Dal ’25 al ’38 accanto all’attività professionale Dorso continua a studiare, nonostante le sue precarie condizioni fisiche ed una profonda depressione derivata da una grande sfiducia nel trovare il Paese impotente a ricercare un dialogo democratico che possa assicurare la formazione di una nuova, moderna classe dirigente. Aderisce al Partito d’Azione con tutti i suoi dubbi e le sue riserve per la questione meridionale. Liberata Roma, nel dicembre del 1944 a Bari, fiducioso in una ripresa delle esigenze meridionalistiche, tenne in un convegno sul Sud una importante relazione dal titolo “Le Classi dirigenti del Mezzogiorno”. Dorso dirige nel ’45 a Napoli “L’Azione” per circa un anno, pubblicando alcuni tra i suoi più significativi articoli che più tardi vengono da lui stesso raccolti col titolo “L’occasione storica”. Dimessosi fin dal dicembre del ’45 dal Partito d’Azione, rifiuta alcuni incarichi e capeggia una formazione politica composta da amici pugliesi che non ha successo. Dopo la battaglia per le elezioni del 2 giugno, che fu l’ultima lotta politica, Dorso si propone di riprendere i suoi studi di critica e di teoria politica, ma purtroppo un nuovo aggravarsi delle sue condizioni fisiche glielo impedisce. La morte lo coglie il 5 gennaio del ’47 nella sua Avellino.

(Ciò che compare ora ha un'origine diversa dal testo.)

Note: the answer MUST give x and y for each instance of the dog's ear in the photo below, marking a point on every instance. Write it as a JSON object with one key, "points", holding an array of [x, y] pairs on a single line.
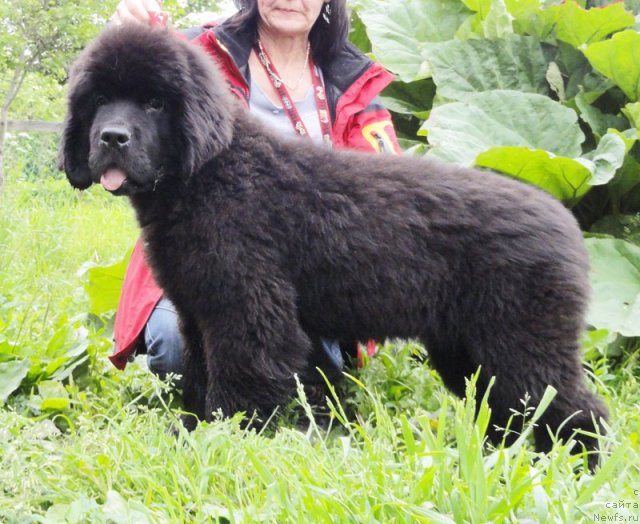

"È finito il tempo dell’apostolato individuale”

Occorre un élite anche poco numerosa, ma che abbia idee chiare e sia spietata nella sua funzione critica. È finito il tempo dell’apostolato individuale, e i Fortunato, i Salvemini, i De Marco possono tenersi paghi del primo lavoro di aratura, compiuto tra la indifferenza universale, in epoche così tristi che il cuore si riempie di sgomento. Se il Mezzogiorno, in un supremo sforzo creativo, organizzerà questa minuscola élite senza paura e senza pietà, la lotta potrà essere lunga, ma l’esito non sarà dubbio, poiché tutta la storia italiana non è altro che il capolavoro di piccoli nuclei che hanno sempre pensato ed agito per le folli assenti. Ma se la gioventù meridionale – questa mirabile gioventù così assetata di giustizia e di verità – non sentirà il pungolo della resurrezione e riprenderà triste e scorata, la dolorosa via dei piccoli impieghi e della dedizione allo Stato violento e accentratore, allora anche i pochi semi che sono nati per caso sull’arido terreno del Mezzogiorno saranno sommersi, e nuovi sistemi di compressione e di sfruttamento risorgeranno dalle ceneri ove ora sembrano sepolti.